Kaliurang is a small town in Hargobinangun, Pakem, Sleman Regency, Special Region of Yogyakarta, Indonesia. It is located about 25 km north of the city of Yogyakarta, on the southern slopes of Mount Merapi.

Kaliurang is a resort town, popular as a weekend destination for visitors from Yogyakarta. Attractions include the cool air, views, and an extensive forested park with trails. The town charges a small admission fee to visitors, paid at a booth on the busy main road from Yogyakarta.

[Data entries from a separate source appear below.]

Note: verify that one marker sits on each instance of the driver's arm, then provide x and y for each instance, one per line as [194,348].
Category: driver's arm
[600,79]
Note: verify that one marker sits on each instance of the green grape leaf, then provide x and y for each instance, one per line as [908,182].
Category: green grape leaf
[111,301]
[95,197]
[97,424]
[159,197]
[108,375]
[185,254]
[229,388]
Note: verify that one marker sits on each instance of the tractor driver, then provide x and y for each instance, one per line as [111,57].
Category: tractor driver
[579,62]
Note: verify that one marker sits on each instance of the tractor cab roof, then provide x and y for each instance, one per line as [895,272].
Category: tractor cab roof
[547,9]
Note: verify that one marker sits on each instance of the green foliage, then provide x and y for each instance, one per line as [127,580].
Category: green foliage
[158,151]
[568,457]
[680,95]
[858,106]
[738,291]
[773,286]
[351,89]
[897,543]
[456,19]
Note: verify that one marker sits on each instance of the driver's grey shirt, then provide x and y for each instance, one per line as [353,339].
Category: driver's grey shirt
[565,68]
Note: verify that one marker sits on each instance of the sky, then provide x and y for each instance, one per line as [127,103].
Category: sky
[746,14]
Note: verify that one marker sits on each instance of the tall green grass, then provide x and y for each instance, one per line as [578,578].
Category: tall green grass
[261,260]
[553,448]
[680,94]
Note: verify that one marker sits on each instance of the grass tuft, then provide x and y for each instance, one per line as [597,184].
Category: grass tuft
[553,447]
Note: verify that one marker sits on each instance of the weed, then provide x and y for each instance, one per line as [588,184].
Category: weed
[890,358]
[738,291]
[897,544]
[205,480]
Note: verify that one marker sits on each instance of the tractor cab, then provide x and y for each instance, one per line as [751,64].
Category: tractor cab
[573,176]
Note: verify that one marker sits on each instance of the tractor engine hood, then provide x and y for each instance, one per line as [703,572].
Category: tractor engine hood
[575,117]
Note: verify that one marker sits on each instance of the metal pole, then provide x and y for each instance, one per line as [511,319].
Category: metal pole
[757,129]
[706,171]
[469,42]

The town was the location of negotiations during the fighting between the Dutch and Indonesians in the 1940s, when the houses and holiday homes owned by the Sultanate of Yogyakarta were used.
Kaliurang has been an important base for vulcanologists in their monitoring of eruptions of Merapi, especially when the southern slopes of the volcano become active.

==Adjacent hills==
In the 1970s there was an observatory on the hill Plawangan, which is closer to Merapi, but with eruptions in the 1990s Plawangan was abandoned and the observatory moved to the town itself. There are also tunnels at the western base of Plawangan that were built in World War II.

The hill to the west of Plawangan is called Turgo and has sacred graves at its peak, which are associated with the early stages of Islam in Java.